The relative reliability of the kinetic variables ranged from 0.81 to 0.90 and CV was small (< 6.8%) (Table 2). This is in line with studies measuring AP breaking and propulsive impulses from GRF during overground sprinting (Hunter et al., 2005; Kawamori et al., 2013). Based on the MDC of Table 2, the smallest amount of change outside the error must be higher than 15%, 11% and 10% at 9, 15, and 21 km∙h−1, respectively, to represent relevant clinical changes beyond the error of measurement.

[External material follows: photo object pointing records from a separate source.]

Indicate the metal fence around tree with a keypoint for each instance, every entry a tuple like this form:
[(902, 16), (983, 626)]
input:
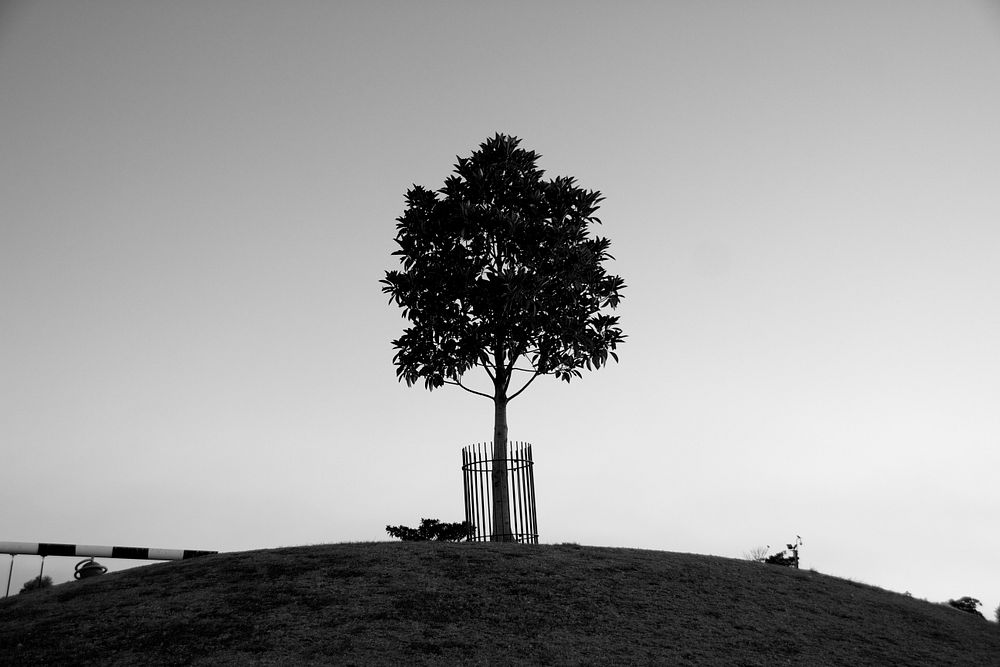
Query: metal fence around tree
[(477, 470)]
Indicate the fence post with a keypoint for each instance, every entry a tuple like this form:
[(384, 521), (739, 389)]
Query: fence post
[(477, 468)]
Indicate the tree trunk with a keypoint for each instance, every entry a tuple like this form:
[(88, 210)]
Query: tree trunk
[(501, 500)]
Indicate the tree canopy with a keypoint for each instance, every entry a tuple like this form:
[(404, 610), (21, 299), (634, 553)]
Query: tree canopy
[(499, 270)]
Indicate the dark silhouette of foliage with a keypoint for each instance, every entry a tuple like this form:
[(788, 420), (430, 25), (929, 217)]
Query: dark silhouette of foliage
[(788, 557), (499, 271), (968, 605), (36, 584), (432, 529)]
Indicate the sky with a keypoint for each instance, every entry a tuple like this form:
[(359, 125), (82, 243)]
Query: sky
[(199, 199)]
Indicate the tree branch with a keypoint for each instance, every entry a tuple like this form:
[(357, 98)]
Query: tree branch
[(518, 392), (471, 391)]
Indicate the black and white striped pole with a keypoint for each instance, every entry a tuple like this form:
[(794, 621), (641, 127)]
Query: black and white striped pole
[(44, 549)]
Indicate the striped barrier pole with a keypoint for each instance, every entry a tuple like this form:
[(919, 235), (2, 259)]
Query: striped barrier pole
[(93, 551), (44, 549)]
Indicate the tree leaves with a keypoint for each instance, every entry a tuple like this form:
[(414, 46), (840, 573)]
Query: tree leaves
[(497, 266)]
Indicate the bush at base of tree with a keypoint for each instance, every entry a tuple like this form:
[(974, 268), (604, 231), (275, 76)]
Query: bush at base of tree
[(432, 529), (967, 604), (36, 583)]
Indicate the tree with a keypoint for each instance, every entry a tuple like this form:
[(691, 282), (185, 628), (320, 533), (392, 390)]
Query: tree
[(499, 272)]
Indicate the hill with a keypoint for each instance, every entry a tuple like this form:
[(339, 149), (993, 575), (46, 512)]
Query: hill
[(448, 603)]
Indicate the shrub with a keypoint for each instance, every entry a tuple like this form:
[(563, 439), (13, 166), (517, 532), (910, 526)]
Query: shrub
[(36, 584), (432, 529), (791, 560), (967, 605)]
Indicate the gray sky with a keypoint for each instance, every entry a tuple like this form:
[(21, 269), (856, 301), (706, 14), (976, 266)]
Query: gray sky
[(198, 201)]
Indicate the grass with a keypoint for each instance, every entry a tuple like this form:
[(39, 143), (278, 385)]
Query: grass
[(446, 603)]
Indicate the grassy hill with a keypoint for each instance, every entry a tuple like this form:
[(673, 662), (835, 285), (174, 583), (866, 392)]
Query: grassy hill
[(447, 603)]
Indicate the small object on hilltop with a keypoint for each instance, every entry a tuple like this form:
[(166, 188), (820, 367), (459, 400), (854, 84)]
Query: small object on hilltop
[(37, 583), (432, 529), (88, 568), (968, 605), (787, 561)]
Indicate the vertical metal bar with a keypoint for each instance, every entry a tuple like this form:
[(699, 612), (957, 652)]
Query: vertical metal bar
[(515, 483), (477, 498), (486, 493), (512, 488), (534, 511), (465, 488), (10, 573), (522, 475)]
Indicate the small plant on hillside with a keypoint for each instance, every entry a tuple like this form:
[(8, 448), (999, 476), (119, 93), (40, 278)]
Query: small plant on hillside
[(36, 584), (432, 529), (791, 560), (967, 605)]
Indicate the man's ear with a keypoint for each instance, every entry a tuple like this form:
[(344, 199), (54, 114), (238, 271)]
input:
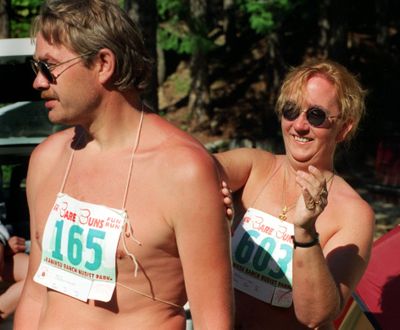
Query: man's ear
[(106, 65), (346, 128)]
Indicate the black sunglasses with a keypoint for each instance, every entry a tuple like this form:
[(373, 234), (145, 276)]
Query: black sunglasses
[(315, 115), (46, 69)]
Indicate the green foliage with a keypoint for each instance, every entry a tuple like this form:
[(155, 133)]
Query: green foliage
[(176, 32), (264, 14), (22, 12)]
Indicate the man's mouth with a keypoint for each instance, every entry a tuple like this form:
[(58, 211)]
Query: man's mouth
[(301, 139)]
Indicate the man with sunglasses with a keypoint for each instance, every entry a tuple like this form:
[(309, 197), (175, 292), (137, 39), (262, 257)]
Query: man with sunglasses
[(301, 235), (116, 241)]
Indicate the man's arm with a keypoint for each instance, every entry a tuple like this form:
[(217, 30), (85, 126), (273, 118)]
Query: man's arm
[(203, 240), (237, 164), (30, 304), (324, 278)]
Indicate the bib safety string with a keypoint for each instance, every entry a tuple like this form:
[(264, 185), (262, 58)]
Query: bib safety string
[(128, 230), (265, 184), (149, 296), (132, 158)]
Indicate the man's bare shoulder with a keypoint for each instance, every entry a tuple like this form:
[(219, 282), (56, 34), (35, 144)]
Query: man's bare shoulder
[(178, 150), (350, 201), (50, 147)]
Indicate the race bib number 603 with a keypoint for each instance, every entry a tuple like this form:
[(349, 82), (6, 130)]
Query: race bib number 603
[(262, 251)]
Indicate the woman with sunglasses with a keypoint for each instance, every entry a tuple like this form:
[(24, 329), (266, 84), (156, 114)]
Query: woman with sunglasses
[(301, 235)]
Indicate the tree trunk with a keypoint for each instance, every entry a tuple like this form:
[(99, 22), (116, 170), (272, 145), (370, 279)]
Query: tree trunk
[(382, 11), (199, 97), (333, 24), (229, 25), (144, 13), (4, 19)]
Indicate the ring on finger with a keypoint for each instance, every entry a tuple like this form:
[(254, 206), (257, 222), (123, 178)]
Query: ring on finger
[(310, 204)]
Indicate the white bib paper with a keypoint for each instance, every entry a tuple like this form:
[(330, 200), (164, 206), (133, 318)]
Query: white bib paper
[(78, 249), (262, 250)]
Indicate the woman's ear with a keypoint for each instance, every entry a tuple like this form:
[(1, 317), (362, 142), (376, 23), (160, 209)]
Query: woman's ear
[(346, 128), (106, 65)]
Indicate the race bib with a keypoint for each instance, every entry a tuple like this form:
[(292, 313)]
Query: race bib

Some limitations are present in this study: (1) the time-window used was considered sufficient to ensure the analysis of a minimum of strides in all participants. However, the higher average number of steps analysed at 21 km∙h−1 (~70) compared with 9 km∙h−1 (~54) could explain, at least partially, the better reliability found at higher speeds. (2) The present findings are likely to be only applicable to recreational endurance runners, at the range of standardised speeds and the surface area used. (3) Finally, there is also no consensus about the gold standard to be used to validate the IMU variables. Some authors suggest that IMUs should not be interchanged with the Newton unit of measurement, but could be considered as a standard on itself (Nedergaard et al., 2018; Raper et al., 2018). These limitations do not imply a detriment of the use of the methodology presented with the MTw IMU. The lower steps measured at lower speeds are deemed not to suppose low reliability. Compared to reference instruments, this lower-cost technology could be affordable for the type of the analysed sample environment, which often uses treadmills as a training method. Finally, beyond a validation process that requires appropriate reference instruments which often are not available, the acceleration patterns could become a standard which need further study to establish their role concerning both running performance and running-related injuries.
Conclusions
The measurement error, expressed as relative (CV) and absolute values (MDC), allows to examine whether the variables experienced relevant changes beyond the error of measurement. These findings suggest that the methodology used with the MTw IMU is practically useful for monitoring individuals and ensuring real and correct changes over time. As a practical suggestion, runners who aim to increase their SF or decrease their braking impulses during running at 15 km∙h−1 measured by the MTw IMU, an increase greater than 1.3% in the SF and a minimum decrease of 13.5% in the braking impulse, will be required to ensure real changes based on the reliability of the sensor. This might be of particular interest for sport and exercise science practitioners, runners and coaches seeking reliable measures to quantify running mechanics. The similarity of the absolute values with studies which used reference instruments showed that these variables seem to be correctly estimated with the novel formulas from the CoM. Based on the results, the reliability of these spatiotemporal and kinetic variables measured with the MTw IMU in endurance runners while running on a treadmill was demonstrated. However, reliability varied depending on the speeds tested. Finally, the results of this study indicate the real change in spatiotemporal and kinetic variables to correctly interpret any improvement after an intervention period from IMU measurements.